Donald Trump supporters gather to storm the U.S. Capitol to halt a joint session of Congress on Jan. 6. (Photo: Kent Nishimura/ Los Angeles Times via Getty Images)
Donald Trump supporters gather to storm the U.S. Capitol to halt a joint session of Congress on Jan. 6. (Photo: Kent Nishimura/ Los Angeles Times via Getty Images)

That sense of confidence comes despite a federal law that makes anyone who “incites, sets on foot, assists, or engages in any rebellion or insurrection against the authority of the United States or the laws thereof, or gives aid or comfort thereto” subject to 10 years in prison ― a law that some experts say could be used to put Trump in the same legal boat as his followers.
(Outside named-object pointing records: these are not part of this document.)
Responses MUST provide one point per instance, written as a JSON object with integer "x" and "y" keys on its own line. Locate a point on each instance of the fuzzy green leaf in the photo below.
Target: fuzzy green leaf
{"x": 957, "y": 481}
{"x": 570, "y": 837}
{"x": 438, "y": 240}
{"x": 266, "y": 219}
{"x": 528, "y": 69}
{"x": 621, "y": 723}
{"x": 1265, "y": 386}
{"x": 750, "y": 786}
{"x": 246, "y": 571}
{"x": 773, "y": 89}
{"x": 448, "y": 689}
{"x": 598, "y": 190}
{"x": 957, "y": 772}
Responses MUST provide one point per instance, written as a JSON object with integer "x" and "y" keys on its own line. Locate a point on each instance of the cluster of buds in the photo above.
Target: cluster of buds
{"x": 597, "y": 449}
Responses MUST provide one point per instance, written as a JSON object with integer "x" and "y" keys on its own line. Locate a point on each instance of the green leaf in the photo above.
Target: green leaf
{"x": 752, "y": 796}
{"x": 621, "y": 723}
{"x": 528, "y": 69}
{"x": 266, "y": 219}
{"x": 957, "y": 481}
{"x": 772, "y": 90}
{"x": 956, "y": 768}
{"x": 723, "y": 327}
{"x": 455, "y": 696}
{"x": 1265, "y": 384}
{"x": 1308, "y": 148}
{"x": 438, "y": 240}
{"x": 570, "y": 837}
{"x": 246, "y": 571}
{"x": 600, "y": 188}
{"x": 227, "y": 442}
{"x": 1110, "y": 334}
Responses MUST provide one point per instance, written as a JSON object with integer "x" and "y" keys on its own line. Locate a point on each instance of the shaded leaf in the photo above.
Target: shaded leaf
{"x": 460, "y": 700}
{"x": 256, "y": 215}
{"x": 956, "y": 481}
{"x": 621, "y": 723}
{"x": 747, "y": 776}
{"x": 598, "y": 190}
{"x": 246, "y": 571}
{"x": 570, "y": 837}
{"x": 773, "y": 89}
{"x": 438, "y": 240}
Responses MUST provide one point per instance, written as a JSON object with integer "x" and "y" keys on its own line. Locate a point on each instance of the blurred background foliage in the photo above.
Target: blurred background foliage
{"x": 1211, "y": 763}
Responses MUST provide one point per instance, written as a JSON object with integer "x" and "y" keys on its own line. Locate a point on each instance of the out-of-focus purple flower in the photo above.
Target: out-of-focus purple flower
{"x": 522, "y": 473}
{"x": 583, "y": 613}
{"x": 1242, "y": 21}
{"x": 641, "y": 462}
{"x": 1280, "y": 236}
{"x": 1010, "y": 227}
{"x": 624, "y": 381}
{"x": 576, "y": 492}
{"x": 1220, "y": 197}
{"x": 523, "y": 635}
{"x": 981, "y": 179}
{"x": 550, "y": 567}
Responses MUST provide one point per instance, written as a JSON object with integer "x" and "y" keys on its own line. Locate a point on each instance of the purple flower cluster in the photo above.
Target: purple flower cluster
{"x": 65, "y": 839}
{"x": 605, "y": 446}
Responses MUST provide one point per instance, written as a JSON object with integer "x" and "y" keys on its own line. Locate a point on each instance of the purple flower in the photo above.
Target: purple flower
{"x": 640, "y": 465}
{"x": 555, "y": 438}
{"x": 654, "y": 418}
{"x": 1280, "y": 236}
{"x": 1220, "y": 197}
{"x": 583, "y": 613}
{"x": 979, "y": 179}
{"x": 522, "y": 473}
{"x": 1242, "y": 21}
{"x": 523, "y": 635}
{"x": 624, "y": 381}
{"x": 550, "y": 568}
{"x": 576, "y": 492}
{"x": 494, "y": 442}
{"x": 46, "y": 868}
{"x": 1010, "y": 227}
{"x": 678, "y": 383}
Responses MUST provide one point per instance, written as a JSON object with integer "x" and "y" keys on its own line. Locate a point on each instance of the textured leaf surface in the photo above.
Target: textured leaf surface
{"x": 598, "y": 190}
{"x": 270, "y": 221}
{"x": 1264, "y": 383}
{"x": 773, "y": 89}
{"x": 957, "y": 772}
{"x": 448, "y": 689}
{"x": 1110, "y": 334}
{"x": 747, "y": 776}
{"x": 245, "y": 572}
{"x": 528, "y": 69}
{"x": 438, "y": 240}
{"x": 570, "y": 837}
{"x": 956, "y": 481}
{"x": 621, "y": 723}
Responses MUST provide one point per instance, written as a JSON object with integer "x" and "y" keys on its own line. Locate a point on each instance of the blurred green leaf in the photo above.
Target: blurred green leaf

The immediately subsequent sections of the U.S. Code make trying to overthrow or conspiring to overthrow the government punishable by as much as 20 years in prison.
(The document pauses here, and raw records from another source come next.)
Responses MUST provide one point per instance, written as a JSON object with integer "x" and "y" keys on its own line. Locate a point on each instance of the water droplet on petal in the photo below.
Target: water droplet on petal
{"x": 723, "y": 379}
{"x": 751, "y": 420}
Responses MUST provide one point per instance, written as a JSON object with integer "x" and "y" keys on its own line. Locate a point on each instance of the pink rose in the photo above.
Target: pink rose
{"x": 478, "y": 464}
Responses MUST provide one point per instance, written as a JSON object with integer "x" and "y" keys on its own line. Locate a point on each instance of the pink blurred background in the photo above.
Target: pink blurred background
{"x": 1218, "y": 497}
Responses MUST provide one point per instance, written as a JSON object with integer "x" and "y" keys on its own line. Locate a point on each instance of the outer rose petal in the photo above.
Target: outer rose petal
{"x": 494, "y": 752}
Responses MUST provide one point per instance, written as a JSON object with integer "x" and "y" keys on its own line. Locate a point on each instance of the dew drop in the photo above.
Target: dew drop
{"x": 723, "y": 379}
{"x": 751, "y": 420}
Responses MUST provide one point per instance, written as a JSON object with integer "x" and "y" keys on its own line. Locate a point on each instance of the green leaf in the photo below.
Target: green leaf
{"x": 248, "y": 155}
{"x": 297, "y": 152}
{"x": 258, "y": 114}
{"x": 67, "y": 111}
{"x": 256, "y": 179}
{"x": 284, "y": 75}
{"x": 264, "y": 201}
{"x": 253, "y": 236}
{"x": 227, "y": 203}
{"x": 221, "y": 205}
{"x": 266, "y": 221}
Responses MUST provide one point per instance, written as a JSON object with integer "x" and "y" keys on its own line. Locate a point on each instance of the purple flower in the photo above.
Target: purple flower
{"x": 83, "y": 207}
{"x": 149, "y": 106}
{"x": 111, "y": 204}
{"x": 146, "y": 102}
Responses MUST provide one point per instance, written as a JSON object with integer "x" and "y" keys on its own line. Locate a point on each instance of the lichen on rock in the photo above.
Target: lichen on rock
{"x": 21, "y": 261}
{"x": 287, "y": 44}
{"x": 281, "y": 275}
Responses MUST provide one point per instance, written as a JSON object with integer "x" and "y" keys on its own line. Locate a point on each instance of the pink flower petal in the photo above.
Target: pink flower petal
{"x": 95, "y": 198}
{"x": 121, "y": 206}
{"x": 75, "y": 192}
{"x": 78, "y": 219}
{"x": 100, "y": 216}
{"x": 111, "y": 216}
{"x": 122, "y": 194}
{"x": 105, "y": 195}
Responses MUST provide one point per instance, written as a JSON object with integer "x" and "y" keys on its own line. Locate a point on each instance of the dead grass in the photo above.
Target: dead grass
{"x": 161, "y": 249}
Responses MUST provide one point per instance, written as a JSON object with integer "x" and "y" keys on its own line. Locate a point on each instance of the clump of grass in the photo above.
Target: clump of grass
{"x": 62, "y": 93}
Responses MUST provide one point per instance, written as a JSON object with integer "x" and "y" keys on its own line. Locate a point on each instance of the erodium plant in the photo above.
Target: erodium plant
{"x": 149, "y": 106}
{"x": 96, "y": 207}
George Conway, a longtime courtroom litigator and husband of a top Trump White House aide, said Trump’s conduct leading up to and on Jan. 6 was so egregious that he would have started a grand jury investigation within days.

“If I were (Attorney General Merrick) Garland, I would’ve hauled everyone who was in the West Wing on Jan. 6 into a grand jury months ago,” Conway said.
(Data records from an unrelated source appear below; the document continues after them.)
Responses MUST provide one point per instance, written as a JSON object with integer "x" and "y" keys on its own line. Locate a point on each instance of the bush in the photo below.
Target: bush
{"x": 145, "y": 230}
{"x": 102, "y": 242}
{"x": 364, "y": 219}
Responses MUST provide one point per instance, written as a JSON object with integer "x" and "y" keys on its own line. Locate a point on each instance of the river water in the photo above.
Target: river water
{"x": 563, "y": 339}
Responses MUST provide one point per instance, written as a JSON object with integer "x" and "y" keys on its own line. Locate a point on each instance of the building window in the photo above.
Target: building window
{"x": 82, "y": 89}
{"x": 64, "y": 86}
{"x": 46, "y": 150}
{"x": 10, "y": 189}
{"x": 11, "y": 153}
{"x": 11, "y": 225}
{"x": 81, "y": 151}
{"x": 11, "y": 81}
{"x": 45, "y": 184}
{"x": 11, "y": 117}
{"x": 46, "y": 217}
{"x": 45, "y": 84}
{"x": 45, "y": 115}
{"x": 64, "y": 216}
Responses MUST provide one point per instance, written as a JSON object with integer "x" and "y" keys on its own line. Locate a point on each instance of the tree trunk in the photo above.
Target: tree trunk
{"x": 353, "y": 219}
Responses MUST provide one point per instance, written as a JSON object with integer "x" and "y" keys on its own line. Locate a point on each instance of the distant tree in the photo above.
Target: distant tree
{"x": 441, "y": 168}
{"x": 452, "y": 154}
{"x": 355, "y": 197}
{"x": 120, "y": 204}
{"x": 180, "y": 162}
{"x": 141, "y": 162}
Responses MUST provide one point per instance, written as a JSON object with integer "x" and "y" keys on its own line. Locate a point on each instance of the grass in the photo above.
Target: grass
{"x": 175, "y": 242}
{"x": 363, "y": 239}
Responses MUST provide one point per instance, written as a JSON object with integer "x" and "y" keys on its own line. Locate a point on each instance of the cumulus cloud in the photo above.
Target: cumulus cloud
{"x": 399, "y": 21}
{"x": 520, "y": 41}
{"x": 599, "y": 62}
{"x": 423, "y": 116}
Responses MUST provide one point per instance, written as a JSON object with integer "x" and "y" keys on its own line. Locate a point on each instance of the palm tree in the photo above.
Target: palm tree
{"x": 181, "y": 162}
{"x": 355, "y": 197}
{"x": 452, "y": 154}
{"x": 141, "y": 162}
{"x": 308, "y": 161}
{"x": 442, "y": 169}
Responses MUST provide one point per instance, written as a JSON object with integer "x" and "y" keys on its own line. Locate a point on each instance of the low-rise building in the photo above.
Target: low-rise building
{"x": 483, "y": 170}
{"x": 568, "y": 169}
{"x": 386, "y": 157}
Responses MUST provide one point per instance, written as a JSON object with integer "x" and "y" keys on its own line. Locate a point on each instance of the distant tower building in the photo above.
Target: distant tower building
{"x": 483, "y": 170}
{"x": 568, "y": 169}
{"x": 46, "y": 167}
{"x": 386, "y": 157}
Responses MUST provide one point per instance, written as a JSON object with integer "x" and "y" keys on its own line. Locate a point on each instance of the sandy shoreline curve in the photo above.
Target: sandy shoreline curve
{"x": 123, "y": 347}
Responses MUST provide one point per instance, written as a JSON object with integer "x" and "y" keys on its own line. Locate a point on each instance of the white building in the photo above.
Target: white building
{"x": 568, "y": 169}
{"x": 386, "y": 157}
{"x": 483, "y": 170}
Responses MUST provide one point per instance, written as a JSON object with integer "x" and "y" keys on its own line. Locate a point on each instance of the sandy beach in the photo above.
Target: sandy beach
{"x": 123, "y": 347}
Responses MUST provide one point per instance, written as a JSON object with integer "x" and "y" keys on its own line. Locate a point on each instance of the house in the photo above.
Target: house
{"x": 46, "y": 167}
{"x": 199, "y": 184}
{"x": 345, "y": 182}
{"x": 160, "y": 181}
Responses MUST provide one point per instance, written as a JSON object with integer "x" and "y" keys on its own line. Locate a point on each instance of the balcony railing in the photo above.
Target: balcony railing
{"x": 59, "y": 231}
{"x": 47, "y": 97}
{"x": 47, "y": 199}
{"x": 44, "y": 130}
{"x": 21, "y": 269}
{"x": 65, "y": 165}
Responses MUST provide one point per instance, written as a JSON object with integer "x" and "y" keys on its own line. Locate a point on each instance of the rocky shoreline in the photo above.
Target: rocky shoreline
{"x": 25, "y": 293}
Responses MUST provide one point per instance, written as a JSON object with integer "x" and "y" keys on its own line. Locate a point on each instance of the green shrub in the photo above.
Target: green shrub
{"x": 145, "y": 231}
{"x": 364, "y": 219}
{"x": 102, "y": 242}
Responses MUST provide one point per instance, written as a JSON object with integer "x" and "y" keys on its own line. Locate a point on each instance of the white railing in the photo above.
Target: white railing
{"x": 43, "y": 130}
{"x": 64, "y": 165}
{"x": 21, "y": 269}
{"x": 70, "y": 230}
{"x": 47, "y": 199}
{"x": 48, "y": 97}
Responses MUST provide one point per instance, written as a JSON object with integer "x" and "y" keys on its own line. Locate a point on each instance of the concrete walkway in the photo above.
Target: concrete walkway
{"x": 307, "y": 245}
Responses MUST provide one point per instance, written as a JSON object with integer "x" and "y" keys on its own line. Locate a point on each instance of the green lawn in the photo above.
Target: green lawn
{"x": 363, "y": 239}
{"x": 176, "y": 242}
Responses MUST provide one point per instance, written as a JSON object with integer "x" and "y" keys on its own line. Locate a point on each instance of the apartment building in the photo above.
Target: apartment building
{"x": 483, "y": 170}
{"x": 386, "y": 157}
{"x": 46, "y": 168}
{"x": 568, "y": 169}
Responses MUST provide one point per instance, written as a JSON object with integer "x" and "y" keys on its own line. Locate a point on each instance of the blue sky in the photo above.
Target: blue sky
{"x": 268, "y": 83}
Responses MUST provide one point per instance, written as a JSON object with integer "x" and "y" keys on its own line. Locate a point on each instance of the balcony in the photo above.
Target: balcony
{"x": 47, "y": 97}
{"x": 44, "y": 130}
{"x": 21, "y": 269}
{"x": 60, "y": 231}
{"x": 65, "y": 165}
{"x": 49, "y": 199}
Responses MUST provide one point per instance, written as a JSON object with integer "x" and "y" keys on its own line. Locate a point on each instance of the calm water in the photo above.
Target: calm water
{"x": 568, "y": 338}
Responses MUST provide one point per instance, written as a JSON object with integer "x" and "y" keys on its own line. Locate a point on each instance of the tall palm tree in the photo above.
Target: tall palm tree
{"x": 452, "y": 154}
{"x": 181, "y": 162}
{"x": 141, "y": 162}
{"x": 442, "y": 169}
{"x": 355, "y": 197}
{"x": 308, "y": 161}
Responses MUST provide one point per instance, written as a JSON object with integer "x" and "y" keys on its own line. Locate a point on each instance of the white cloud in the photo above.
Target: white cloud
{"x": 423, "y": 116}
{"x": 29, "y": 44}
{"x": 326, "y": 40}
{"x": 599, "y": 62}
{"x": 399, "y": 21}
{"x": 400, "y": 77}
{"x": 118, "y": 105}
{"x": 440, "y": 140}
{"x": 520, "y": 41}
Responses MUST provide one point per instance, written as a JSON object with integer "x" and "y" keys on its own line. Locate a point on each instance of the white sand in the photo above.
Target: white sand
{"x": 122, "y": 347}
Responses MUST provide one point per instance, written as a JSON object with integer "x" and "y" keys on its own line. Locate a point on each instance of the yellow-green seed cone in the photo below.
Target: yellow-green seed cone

Garland’s Justice Department declined to comment on the matter.

Kirschner, who acknowledged that a prosecution of Trump would not be a slam-dunk because of Trump’s right to free speech, said it was important to try, for the sake of the country, which in 232 years of elections has never before had to contend with a losing incumbent president trying to unconstitutionally overturn the result.

“The only way to stop the big lie is to stop the big liar. We have probable cause plus, plus, plus on Donald Trump for inciting an insurrection,” he said.

Laurence Tribe, a constitutional law professor at Harvard, agreed that Trump’s culpability is clear.

“As Officer Dunn aptly testified, it’s not only the hit man who gets prosecuted but the guy who hired him,” Tribe said.

Perry said she can understand why Garland would want to shy away from going after a former president as “too third-worldy” but agreed that Trump’s behavior was so anti-democratic that it was perhaps a good idea to lay down a marker for the future.

“By not being political, he’s in a sense being political,” she said of Garland. “He ends up treating Trump differently than a lot of other people would have been treated.”

Watkins, though, said that prosecuting Trump could wind up having the opposite effect and give him more stature. He said many of the Jan. 6 insurrectionists have mental health issues and need care, not prison, including Chansley: “The guy was fucking half nude in the winter of Washington, D.C. He had horns on his head. He was wearing a pelt.”

What Chansley and others need, Watkins said, is for the country to take a deep breath and show compassion to those Trump conned, not vindictiveness, and work to lower Trump’s profile.

“Do you really want to prosecute a former president? You’re making a martyr out of him,” Watkins said. “You’re putting him in a position of stardom.”

But Kirschner said the country cannot afford not to prosecute Trump. If Trump had withdrawn from public life and stopped spreading the corrosive and divisive lies about his election loss, letting him quietly fade away might have been an option, he said.

Trump, however, is doing the exact opposite, he said, and aggressively undermining the nation, possibly leading to more violence. “If we wait any longer, there is a risk to public safety,” he added. “The health of our democracy is at risk every moment.”